Una vez, en la casa ajena en la que pasamos diez días de vacaciones, tuvimos a disposición las elecciones de otros. Desconocidos.

Estaban ahí sus perfiles de Netflix, el rastro de lo que habían visto, la lógica robótica de lo que podría gustarles. Ofrecido a nuestra curiosidad dispersa. Como Ricitos de Oro, teníamos esos platos redondos para probar. Creo que elegí el de Mamá Osa. Por suerte, había un montón de programas que yo no hubiera visto nunca. Mucho reality. Uno de ellos, el que puse, se llama: ¿Es pastel?, y junta a un grupo de cocineros que se dedican a armar tortas que parecen cosas. En el capítulo que vi: ropa, zapatillas, carteras. Los pasteles se mezclan después con objetos verdaderos y los participantes tienen que adivinar cuál es la cosa y cuál la torta. De ahí el nombre inequívoco: ¿Es pastel?.

Viéndolo, me acordé de los “faros apagados”. Esas palabras que no son en realidad palabras, pero parecen. Una variante algo más snob de este juego, menos entretenida, supongo, además, podría llamarse “¿Es palabra?”. No considero que haya nadie tan tonto como para hacerlo.

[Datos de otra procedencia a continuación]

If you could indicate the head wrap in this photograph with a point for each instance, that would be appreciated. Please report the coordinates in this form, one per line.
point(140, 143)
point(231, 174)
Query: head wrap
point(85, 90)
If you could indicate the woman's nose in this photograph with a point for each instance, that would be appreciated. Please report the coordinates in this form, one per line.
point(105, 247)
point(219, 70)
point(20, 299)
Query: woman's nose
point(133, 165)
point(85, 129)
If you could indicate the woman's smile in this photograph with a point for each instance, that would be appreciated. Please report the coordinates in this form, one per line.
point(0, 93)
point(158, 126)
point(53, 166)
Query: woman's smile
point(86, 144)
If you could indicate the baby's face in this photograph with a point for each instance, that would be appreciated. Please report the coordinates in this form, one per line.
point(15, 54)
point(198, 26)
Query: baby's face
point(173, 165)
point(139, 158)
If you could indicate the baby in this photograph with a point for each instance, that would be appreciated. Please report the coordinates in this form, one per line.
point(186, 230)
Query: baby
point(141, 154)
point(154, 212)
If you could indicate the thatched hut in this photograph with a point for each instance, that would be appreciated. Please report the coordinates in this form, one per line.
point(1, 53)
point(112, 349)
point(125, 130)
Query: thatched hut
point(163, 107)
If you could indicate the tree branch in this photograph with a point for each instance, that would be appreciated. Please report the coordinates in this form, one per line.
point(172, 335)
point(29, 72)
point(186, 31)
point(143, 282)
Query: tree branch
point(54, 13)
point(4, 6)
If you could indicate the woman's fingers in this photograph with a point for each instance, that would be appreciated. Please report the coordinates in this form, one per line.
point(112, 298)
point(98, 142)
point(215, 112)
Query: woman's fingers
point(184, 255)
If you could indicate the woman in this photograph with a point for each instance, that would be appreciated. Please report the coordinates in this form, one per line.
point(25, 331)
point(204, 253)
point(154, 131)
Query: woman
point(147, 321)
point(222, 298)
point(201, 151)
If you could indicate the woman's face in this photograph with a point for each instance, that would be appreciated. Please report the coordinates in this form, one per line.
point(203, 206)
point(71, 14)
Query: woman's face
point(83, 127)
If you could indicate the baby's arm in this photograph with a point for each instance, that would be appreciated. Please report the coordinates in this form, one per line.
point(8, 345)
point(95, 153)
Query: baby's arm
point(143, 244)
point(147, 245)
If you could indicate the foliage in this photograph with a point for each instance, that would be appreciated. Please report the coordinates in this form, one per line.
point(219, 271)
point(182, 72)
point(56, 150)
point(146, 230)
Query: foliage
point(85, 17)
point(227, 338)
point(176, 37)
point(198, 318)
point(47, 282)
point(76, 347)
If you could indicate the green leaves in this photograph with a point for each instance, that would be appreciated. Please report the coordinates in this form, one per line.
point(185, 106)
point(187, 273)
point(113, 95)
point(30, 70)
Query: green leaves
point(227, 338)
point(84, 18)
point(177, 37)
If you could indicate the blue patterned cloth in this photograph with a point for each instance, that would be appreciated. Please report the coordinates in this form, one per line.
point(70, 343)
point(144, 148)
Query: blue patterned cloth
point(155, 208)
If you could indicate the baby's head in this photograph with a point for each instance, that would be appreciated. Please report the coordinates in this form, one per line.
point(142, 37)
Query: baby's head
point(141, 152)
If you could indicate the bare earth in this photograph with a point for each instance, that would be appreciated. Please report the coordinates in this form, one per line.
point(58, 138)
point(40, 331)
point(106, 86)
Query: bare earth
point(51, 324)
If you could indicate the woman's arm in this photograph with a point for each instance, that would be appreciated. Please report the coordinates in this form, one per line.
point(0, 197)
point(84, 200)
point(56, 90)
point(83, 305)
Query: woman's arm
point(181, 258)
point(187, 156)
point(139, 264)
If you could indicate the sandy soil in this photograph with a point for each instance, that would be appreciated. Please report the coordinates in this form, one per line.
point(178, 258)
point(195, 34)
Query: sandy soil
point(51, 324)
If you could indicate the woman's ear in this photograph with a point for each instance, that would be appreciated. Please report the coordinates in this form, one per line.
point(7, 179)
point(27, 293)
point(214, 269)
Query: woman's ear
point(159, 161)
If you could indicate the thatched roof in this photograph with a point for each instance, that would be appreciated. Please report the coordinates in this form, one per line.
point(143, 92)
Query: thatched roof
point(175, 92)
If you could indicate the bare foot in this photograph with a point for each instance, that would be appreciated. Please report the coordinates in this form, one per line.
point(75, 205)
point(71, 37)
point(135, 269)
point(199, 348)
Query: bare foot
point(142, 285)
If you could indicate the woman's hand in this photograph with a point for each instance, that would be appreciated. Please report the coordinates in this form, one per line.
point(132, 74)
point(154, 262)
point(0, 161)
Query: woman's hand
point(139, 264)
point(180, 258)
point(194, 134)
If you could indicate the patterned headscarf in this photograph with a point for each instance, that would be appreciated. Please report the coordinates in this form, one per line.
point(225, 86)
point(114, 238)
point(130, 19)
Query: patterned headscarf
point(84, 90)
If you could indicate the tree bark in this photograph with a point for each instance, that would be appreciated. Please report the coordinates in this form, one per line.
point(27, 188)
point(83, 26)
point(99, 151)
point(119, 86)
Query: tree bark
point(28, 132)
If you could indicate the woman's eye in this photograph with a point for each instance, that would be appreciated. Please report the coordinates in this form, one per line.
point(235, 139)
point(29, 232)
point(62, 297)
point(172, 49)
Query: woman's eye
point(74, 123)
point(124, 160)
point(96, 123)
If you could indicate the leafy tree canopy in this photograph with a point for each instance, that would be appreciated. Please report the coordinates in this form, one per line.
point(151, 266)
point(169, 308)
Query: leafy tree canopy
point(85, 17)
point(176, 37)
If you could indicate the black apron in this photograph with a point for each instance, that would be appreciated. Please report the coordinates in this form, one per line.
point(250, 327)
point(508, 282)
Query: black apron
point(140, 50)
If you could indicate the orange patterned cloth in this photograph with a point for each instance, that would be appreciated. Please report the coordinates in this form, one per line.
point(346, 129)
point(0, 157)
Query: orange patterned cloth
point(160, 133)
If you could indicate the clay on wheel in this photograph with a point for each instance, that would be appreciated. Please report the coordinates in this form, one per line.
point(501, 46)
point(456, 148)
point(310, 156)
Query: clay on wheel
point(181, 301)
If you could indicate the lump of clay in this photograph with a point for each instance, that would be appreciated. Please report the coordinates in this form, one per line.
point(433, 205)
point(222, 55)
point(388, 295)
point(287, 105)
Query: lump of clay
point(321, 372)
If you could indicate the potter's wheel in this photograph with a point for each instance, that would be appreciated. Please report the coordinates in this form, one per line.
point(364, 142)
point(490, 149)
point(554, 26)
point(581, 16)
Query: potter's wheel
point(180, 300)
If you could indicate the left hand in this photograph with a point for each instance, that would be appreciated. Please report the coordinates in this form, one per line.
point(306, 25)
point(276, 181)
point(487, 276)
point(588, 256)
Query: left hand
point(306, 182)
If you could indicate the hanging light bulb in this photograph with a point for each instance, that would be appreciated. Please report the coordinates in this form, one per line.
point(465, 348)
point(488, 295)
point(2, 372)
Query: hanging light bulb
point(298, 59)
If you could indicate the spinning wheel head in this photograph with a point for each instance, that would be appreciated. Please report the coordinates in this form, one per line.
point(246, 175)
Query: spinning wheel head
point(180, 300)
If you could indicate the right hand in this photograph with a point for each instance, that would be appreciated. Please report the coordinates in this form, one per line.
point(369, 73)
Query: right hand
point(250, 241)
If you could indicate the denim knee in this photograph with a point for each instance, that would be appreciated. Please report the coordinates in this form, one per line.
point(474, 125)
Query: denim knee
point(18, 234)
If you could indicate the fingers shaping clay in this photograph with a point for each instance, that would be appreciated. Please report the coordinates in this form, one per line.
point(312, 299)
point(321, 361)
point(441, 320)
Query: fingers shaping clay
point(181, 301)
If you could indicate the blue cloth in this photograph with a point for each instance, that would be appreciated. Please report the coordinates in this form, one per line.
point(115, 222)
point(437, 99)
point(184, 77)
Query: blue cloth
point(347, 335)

En todo caso, otro pensamiento: ¿Cuál es la palabra para nombrar lo que no llegamos a entender si es una cosa o es otra; si lo que vemos es cierto o se está imitando a sí mismo? Cuando algo no es del todo lo que parece, cuando no puedo asegurar ni decir con certeza, ahora adopté esa costumbre (temporaria, por supuesto. Supongo que durará unas semanas): digo “¡Es un pastel!”.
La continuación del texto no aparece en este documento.